COLUMN
第16回:普段耳にすることのない日本語とその対訳
野球界には、日常生活で出会うことのない「業界用語」がたくさん存在します。
これらの用語は辞書に載っていないため、野球経験のある人を除いて、実際にその業界に身を置かなければ理解できないものが多くあります。先月のコラムでは、ネイティブスピーカーには理解してもらえない和製英語について書きましたが、今回はいわゆる「野球用語」とその訳し方について書きたいと思います。

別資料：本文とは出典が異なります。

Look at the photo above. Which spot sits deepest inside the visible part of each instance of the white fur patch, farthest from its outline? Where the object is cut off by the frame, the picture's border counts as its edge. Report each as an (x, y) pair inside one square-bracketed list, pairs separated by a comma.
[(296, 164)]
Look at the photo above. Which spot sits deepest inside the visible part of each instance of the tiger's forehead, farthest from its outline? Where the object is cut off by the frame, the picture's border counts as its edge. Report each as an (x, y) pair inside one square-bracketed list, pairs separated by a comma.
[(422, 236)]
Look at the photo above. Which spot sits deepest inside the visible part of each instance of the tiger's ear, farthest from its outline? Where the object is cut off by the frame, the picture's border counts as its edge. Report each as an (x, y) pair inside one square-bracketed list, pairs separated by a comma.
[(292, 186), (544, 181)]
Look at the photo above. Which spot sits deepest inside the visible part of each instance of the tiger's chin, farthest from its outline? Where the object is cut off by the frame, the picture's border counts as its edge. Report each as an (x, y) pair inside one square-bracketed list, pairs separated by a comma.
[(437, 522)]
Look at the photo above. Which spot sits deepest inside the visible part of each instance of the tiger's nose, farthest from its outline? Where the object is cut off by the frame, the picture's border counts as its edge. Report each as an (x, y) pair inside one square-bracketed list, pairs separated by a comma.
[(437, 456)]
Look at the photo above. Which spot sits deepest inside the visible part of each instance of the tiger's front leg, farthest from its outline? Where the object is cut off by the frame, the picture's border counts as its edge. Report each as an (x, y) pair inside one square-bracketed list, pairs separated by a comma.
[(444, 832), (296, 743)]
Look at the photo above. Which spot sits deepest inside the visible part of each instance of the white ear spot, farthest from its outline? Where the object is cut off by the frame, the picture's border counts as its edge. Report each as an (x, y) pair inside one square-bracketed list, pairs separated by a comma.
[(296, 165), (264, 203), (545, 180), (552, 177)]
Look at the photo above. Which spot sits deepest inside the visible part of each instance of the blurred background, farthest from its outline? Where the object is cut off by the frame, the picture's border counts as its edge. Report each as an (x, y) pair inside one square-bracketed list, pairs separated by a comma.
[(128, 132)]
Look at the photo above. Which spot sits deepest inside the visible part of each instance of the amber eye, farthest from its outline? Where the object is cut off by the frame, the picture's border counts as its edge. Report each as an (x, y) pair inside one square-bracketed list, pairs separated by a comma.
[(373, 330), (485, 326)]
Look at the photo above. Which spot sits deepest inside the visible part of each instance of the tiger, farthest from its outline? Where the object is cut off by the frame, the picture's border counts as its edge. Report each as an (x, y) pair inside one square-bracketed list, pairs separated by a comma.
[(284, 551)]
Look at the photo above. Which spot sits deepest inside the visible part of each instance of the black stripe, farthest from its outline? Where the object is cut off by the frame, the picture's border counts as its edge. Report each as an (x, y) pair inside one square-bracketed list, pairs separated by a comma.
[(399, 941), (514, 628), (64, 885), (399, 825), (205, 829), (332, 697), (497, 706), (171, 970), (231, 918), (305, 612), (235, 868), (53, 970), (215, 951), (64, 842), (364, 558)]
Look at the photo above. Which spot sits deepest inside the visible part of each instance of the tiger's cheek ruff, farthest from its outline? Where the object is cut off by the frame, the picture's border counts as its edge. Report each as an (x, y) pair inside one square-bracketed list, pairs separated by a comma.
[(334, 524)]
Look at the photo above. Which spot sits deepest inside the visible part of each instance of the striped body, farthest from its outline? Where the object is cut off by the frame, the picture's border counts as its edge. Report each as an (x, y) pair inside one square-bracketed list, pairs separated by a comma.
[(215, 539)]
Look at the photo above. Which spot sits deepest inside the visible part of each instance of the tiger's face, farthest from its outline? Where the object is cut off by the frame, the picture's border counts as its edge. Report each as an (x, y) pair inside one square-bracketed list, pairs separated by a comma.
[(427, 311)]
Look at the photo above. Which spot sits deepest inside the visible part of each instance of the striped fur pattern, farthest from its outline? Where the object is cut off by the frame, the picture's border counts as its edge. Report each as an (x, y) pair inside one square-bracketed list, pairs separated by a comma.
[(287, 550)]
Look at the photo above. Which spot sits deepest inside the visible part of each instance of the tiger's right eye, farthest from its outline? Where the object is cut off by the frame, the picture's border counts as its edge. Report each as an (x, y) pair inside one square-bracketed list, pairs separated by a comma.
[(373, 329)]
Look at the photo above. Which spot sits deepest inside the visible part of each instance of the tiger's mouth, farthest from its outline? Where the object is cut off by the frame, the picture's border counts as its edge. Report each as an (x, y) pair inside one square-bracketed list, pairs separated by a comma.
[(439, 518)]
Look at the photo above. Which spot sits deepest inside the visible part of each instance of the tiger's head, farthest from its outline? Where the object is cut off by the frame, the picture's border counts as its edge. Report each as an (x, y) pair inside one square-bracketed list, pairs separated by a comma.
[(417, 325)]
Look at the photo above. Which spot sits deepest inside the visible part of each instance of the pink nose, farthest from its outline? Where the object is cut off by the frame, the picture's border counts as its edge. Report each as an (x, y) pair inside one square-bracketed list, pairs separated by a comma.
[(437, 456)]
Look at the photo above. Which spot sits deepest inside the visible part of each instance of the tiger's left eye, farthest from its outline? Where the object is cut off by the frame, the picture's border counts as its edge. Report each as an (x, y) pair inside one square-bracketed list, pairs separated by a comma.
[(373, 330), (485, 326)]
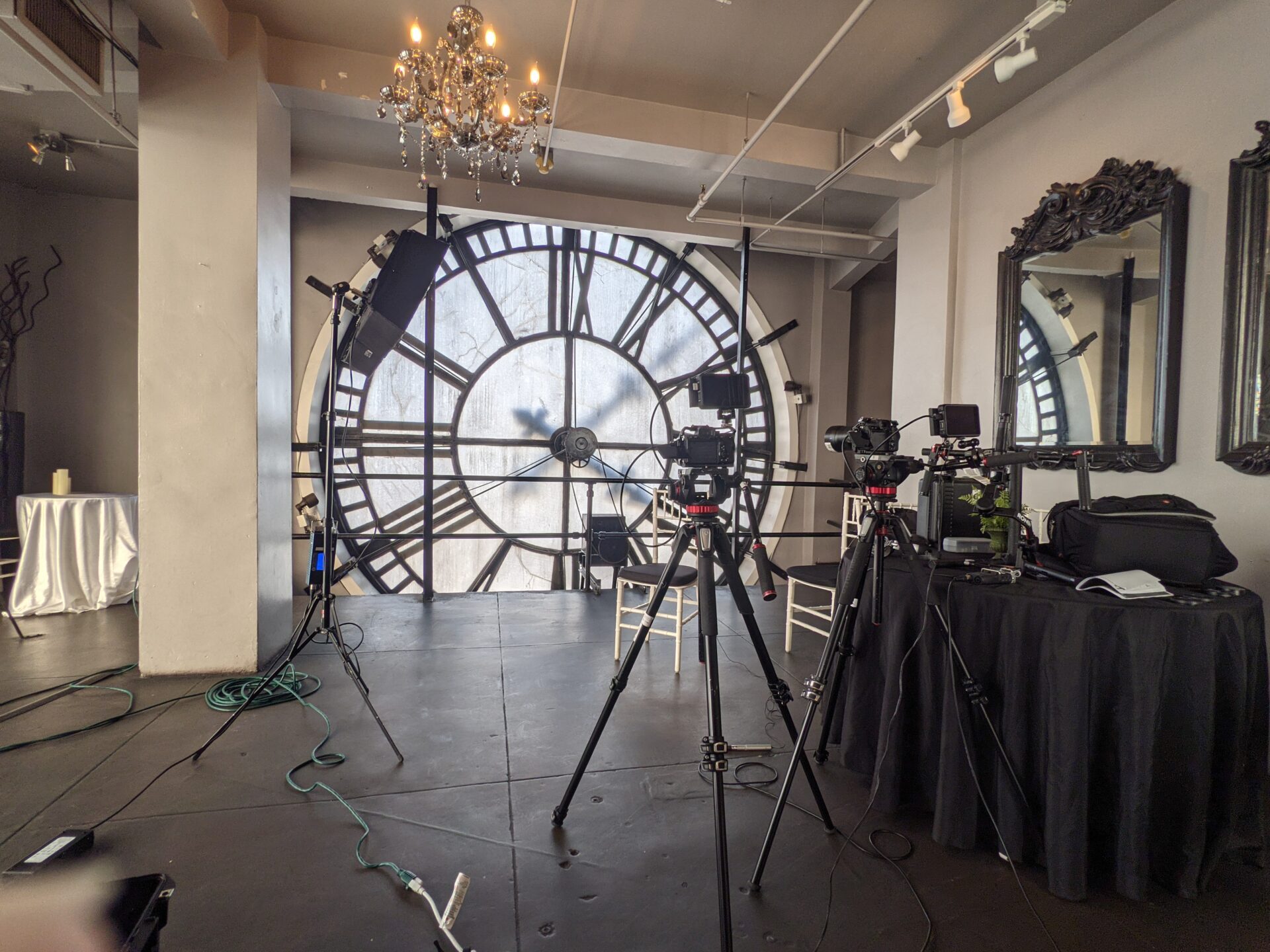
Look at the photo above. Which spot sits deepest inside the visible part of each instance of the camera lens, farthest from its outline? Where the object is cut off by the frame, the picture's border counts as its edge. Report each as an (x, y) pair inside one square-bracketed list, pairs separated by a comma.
[(836, 438)]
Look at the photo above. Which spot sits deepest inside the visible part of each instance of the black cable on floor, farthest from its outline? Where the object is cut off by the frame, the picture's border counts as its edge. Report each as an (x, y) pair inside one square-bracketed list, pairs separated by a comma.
[(974, 776)]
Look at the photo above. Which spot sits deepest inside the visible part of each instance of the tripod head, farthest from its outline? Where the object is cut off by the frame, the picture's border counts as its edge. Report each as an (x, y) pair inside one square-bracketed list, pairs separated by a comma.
[(882, 469)]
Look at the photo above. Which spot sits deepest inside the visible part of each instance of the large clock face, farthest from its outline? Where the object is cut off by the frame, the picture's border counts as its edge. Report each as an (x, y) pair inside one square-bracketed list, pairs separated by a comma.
[(538, 329)]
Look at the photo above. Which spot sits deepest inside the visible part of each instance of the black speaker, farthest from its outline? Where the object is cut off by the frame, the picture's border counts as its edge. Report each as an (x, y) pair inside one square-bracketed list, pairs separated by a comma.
[(394, 298)]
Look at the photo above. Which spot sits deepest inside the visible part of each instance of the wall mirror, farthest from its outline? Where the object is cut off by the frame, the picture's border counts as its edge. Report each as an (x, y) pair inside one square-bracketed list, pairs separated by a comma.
[(1089, 320), (1244, 441)]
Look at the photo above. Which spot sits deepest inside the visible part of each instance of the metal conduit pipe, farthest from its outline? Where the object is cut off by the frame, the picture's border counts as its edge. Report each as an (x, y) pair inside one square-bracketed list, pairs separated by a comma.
[(771, 117)]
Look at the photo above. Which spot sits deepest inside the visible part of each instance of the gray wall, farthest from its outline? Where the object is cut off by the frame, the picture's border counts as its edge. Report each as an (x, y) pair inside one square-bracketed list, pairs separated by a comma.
[(1181, 89), (77, 372)]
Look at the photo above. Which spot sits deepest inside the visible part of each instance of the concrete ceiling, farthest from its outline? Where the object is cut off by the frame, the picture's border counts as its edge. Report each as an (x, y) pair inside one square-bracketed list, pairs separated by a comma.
[(706, 55), (368, 143), (652, 93)]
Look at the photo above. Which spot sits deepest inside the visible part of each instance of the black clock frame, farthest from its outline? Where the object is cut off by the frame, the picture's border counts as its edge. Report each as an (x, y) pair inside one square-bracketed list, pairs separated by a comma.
[(446, 507)]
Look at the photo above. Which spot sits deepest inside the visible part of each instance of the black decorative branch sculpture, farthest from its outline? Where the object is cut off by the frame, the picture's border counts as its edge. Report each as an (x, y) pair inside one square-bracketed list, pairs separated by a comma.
[(18, 314)]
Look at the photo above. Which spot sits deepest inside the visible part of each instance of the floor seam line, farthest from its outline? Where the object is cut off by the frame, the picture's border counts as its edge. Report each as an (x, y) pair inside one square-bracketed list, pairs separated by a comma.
[(507, 750)]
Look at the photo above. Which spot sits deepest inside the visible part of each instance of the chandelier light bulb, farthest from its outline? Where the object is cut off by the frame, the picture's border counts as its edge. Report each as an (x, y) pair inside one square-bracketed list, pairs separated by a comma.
[(959, 114), (1007, 66), (905, 146)]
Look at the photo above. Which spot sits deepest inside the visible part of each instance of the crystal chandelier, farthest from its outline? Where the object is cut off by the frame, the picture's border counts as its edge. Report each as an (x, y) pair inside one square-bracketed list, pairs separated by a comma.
[(459, 95)]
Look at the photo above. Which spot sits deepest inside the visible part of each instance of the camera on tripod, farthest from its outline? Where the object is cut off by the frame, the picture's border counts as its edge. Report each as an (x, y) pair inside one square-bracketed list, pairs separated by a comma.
[(883, 469)]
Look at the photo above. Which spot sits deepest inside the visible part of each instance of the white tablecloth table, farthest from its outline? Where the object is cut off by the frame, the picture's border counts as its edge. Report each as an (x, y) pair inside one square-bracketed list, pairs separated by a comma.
[(79, 553)]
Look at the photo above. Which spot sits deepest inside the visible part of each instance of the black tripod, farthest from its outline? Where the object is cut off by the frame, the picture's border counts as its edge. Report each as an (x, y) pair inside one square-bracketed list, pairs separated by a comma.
[(323, 597), (704, 527), (879, 526)]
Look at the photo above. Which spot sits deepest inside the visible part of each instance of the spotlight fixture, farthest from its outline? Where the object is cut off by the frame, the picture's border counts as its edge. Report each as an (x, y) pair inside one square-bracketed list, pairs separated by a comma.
[(1009, 65), (905, 146), (959, 114), (45, 143)]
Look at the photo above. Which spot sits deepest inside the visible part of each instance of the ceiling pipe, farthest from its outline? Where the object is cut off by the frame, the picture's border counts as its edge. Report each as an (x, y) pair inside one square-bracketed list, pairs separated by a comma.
[(810, 253), (771, 117), (1042, 17), (742, 222), (564, 55)]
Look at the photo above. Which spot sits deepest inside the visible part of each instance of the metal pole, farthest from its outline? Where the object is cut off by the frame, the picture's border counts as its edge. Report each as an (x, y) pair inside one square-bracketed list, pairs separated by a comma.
[(742, 314), (429, 437)]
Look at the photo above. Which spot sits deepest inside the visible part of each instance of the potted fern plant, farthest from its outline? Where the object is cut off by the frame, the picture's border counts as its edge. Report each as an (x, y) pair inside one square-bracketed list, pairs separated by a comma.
[(996, 527)]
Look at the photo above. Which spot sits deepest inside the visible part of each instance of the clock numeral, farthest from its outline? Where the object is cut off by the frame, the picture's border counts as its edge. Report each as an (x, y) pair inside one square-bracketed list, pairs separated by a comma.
[(464, 253)]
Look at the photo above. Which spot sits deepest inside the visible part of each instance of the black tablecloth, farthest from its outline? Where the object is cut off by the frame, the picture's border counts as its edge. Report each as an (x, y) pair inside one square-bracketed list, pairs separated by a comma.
[(1138, 729)]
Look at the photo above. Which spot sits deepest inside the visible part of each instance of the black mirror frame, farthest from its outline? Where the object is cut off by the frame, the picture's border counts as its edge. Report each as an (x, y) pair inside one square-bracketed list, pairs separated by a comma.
[(1245, 273), (1119, 196)]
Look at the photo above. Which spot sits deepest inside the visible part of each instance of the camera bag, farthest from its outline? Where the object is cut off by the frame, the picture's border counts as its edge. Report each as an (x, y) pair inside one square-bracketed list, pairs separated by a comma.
[(1167, 536)]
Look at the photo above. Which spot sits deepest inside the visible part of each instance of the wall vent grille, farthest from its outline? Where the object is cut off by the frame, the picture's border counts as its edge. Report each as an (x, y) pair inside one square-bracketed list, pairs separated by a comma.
[(65, 28)]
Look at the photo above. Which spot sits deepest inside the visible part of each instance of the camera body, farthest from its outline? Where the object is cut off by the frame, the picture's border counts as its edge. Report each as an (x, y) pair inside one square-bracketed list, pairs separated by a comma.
[(701, 447)]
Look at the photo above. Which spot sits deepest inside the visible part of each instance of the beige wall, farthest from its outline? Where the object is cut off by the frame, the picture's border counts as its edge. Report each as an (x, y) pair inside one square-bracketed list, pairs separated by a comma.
[(214, 371), (873, 342), (1183, 89), (77, 372)]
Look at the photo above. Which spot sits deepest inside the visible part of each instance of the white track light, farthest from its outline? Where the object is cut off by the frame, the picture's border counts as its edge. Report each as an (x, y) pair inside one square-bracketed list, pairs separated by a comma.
[(959, 114), (905, 146), (1009, 65)]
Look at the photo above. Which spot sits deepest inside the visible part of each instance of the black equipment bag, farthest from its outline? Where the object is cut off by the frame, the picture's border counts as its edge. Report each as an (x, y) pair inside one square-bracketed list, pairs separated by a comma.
[(1167, 536)]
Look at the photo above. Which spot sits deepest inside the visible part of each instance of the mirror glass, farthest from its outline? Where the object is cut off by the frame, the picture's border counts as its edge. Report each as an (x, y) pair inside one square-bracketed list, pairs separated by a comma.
[(1089, 337), (1256, 423)]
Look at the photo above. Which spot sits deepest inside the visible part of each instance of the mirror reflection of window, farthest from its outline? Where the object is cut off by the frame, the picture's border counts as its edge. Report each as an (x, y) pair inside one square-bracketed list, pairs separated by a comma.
[(1087, 340)]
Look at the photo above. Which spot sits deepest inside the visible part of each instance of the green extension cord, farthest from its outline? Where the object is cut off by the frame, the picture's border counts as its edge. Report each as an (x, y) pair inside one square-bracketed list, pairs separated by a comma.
[(75, 683), (288, 681), (290, 684)]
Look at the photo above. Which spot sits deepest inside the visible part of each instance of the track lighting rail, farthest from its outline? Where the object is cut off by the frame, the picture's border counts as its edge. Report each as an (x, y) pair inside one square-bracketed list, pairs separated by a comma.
[(1039, 18)]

まず、投手のストレート、特にフォーシーム・ファストボールの特徴を表す言葉として、「ふけあがる」という表現があります。「ふける」、「ふけてくる」とも表現されるこの概念ですが、回転数の多い、伸び上がってくるボールを指します。特に日本人投手の場合は、高めの真っすぐが「ふけあがる」傾向の投手が多いため、打者はストライクと思ってスイングしても結果的にストライクゾーンよりも高めに浮いたボールに手を出すことになり、空振りや凡打の可能性が高くなるため、打者担当のスコアラーから選手に相手投手の特徴を伝える中で多用される表現です。この「ふけあがる」の対訳は“carry”です。
“His up-and-in four-seamers carry”と言えば、「彼が内角高めに投じるフォーシームはふけあがってくる」という意味になります。“carry”は通常、「持ち運ぶ」、「運搬する」などを意味する動詞ですが、野球においては投球や打球が「伸びる」ことを意味します。
次に、特に打者の身体の使い方を表す表現として、「めくれる」があります。「爪がめくれる」、「シャツがめくれる」など、日常的な会話では何かが裏返しになったような状態を示す言葉ですが、野球では少し違った意味になります。「前足がめくれる」のように使われるこの表現は、「身体が開くこと」を意味します。身体が開くとどうなるかというと、簡単に言えば力(パワー)が逃げてしまいます。それでは強い打球を放つことはできませんし、ボールを引き付けて(ぎりぎりまで呼び込んで)打てないため、引っ張った打球がファールゾーンにしか飛ばないなどの問題が起こります。調子を落としているバッターは、無意識のうちに「めくれて」しまっているケースが多いため、打撃コーチが選手へアドバイスを送るときなどによく使われる表現です。この「めくれる」の対訳は“fly open”です。“Try letting the ball travel a little bit more so you don’t fly open”と言えば、「もう少しボールを引き付けて打てば身体が開かずに済む」という意味になります。ちなみに「めくれる」は主に打者に対して使われる表現ですが、「身体が開く」という“fly open”は投手に対しても用いられます。
他にも業界用語はたくさん存在していますので、次回以降のコラムでも取り上げていきたいと思います。